2023年11月01日
ふたご、みつごの子育て
ふたご、みつごの子育て事情ってご存じですか?
「同級生や同じ学校に双子のきょうだいが通っていた」、「幽体離脱~が持ちネタの双子芸人は知っている」など、ご本人たちを知っていることはよくあるかもしれませんが、親御さんの子育て事情を耳にする機会ってあまりないと思います。そこで、今回はいわゆる「多胎児」の子育て事情と神戸市の多胎児支援についてお伝えしたいと思います。
出生数に占める多胎児の割合は、全国・神戸市ともに約2%で、神戸市では毎年125組前後の多胎児が生まれています。
エコー検査で妊娠がわかったとき、「赤ちゃん一人じゃないですよ」と告げられ、初めは喜びと驚きで興奮したご夫婦も、しばらくすると冷静になり、どんな準備をすればよいかたちまち不安になったというお声を聴きます。
妊娠中は赤ちゃんの人数分の体重が妊婦さんにのしかかり、単胎(一人)の妊婦さんよりも負担が大きくなります。そして、多胎の場合は、赤ちゃん一人一人が低体重のことも多く、出産はとてもハイリスクです。無事に出産された後でも、小さく生まれた場合はしばらく保育器に入っていることもあり、お母さんと一緒に退院できず、先に退院したお母さんが母乳を赤ちゃんのもとに届けたりすることもあります。このように、妊娠・出産の期間において多胎の妊産婦さんは、単胎の妊産婦さんが経験していない不安や負担があるのです。

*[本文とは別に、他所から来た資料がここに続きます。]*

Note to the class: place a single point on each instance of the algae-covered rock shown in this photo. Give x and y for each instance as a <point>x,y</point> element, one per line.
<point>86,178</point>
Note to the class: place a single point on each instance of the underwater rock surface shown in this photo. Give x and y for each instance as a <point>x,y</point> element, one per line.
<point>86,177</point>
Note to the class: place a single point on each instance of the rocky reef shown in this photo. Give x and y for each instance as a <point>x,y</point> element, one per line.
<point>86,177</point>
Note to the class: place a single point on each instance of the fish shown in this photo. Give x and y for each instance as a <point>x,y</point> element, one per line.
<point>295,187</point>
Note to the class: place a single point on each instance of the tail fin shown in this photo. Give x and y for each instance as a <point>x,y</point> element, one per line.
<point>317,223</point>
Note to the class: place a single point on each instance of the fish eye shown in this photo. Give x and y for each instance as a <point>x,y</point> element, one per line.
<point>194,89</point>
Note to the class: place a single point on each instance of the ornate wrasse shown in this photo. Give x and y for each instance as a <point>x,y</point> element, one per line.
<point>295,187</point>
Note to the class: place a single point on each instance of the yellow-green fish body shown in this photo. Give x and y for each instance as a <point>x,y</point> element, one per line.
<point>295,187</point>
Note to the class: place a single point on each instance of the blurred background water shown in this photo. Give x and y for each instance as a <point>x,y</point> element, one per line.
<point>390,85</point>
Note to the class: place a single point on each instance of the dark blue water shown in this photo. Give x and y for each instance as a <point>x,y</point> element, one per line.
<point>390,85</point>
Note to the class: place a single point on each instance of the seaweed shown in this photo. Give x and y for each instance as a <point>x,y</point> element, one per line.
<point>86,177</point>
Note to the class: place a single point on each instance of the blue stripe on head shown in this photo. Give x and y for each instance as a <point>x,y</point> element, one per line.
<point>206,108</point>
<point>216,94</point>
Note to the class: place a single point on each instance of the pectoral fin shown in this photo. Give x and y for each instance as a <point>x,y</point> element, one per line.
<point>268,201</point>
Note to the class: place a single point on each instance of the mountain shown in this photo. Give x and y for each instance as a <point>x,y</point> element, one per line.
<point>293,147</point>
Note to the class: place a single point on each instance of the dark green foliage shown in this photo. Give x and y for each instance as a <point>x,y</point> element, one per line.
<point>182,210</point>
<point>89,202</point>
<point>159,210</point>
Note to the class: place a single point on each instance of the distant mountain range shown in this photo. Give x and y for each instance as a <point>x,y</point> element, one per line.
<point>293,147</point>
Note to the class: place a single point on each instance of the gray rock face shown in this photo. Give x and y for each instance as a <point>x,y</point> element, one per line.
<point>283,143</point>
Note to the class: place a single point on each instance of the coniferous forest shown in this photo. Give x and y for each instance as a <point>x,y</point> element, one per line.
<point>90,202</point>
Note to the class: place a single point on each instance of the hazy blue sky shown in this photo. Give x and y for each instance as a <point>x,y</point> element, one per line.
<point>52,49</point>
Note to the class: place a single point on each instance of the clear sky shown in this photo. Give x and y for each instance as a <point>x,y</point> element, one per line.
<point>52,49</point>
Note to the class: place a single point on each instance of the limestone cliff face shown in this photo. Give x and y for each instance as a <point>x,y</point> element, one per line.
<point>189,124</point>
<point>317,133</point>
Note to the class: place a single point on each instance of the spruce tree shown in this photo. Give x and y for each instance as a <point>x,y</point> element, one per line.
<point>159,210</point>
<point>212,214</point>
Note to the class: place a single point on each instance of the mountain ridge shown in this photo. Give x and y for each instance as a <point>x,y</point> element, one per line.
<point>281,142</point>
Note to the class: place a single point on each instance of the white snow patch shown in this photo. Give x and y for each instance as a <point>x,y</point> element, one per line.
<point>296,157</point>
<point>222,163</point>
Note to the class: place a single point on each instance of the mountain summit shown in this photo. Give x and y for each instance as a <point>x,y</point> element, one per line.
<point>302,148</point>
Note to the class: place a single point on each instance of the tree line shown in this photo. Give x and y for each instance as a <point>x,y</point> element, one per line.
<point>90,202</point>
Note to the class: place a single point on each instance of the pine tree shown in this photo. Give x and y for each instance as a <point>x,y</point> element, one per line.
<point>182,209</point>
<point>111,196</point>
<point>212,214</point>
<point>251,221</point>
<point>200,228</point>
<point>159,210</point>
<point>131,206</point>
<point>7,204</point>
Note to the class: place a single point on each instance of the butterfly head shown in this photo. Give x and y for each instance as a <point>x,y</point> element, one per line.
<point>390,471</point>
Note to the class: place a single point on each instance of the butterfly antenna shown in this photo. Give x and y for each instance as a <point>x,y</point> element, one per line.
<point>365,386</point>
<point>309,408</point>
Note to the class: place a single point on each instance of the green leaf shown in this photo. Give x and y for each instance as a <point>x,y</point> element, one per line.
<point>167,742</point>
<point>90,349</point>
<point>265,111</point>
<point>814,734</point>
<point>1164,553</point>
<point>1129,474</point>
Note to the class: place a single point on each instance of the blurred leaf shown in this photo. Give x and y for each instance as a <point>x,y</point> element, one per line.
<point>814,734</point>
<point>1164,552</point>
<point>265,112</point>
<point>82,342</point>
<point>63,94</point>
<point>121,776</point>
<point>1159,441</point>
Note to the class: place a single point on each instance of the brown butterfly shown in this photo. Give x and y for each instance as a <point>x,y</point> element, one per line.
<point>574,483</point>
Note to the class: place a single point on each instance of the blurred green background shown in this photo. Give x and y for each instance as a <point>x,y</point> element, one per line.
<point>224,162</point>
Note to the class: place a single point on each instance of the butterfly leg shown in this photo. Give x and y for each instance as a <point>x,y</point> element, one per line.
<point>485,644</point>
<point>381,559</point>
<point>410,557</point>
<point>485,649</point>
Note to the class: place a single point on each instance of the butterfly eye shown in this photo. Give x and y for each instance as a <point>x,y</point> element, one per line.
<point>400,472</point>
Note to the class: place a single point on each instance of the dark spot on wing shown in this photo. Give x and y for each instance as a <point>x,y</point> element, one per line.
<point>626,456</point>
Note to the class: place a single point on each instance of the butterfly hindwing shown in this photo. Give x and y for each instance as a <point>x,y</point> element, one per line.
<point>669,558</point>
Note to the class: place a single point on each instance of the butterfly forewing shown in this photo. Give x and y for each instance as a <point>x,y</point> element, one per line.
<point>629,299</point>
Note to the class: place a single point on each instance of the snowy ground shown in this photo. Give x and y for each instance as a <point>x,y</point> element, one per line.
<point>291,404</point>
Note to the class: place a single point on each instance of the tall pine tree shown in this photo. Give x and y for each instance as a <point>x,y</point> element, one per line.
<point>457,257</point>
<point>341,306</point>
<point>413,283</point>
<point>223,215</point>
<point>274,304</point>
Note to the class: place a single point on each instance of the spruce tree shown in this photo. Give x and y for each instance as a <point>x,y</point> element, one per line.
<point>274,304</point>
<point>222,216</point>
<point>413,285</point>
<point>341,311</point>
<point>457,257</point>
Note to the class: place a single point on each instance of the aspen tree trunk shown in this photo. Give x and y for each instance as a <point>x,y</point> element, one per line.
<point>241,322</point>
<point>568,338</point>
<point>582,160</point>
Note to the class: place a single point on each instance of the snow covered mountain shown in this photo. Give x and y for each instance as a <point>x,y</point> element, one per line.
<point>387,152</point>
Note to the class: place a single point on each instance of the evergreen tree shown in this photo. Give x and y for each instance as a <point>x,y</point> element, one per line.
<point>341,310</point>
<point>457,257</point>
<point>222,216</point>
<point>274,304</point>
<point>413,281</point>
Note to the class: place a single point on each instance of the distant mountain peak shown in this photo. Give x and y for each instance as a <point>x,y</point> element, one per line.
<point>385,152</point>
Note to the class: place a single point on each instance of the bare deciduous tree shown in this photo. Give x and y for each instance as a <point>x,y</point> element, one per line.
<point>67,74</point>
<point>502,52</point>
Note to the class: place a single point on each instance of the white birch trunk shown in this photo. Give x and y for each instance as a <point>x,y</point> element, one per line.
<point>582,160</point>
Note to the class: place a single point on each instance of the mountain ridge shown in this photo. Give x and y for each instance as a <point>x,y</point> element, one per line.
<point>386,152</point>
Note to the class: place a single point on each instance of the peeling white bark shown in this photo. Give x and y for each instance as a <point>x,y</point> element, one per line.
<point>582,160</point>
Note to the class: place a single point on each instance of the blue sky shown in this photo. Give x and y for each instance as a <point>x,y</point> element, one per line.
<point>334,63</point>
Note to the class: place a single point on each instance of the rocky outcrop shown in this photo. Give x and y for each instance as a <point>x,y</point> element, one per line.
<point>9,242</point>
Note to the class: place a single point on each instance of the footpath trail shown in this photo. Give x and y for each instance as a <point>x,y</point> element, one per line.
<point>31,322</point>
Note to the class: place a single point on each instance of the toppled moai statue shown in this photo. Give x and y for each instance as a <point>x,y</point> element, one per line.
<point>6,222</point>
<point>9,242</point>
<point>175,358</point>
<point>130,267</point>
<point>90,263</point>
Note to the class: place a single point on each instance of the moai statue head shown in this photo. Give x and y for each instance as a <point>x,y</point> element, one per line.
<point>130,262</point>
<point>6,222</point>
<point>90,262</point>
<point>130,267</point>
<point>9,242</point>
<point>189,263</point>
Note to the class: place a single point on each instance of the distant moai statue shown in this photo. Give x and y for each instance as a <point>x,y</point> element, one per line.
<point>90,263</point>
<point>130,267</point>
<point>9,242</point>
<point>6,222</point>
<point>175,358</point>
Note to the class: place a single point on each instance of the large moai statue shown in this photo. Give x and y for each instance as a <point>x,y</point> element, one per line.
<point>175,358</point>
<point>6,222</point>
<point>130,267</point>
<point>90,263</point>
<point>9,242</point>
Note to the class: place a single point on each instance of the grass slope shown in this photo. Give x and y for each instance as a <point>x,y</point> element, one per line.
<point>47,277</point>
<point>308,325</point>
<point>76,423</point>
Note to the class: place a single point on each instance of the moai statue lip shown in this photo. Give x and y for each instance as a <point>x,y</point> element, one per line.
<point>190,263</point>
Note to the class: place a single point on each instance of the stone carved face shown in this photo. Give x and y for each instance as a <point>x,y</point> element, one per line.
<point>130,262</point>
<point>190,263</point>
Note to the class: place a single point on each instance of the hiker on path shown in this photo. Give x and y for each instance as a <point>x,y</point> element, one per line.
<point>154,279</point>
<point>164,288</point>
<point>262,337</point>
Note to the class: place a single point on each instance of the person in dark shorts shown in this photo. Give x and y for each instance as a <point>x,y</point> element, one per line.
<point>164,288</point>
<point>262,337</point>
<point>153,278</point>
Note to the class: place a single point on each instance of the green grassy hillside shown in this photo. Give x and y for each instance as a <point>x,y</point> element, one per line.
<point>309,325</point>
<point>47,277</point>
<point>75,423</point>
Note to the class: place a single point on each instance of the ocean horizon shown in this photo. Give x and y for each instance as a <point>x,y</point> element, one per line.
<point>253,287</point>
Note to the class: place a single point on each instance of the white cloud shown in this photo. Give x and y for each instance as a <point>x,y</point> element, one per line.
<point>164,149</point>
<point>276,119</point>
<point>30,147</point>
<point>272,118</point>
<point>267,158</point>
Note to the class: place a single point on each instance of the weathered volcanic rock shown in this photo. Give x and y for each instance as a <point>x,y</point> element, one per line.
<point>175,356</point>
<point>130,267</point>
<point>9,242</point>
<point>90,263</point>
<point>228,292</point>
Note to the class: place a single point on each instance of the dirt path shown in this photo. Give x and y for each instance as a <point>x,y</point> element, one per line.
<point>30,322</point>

ただし、一番大きな壁は生まれてからの子育てです。授乳、ゲップ出し、沐浴、おむつ交換、離乳食…すべて赤ちゃんの人数分のお世話が必要になります。一人の赤ちゃんを子育てする場合でも、産婦さん自身の食事やお風呂タイムが十分取れなかったり、授乳や夜泣きで睡眠不足に陥ったりするため、多胎児の子育ては想像を絶する世界であることは容易に推測できますよね。このように多胎児をもつ家族は、おじいちゃんおばあちゃん等の手を借りても、身体的・精神的・経済的にも大きな負担となっているのです。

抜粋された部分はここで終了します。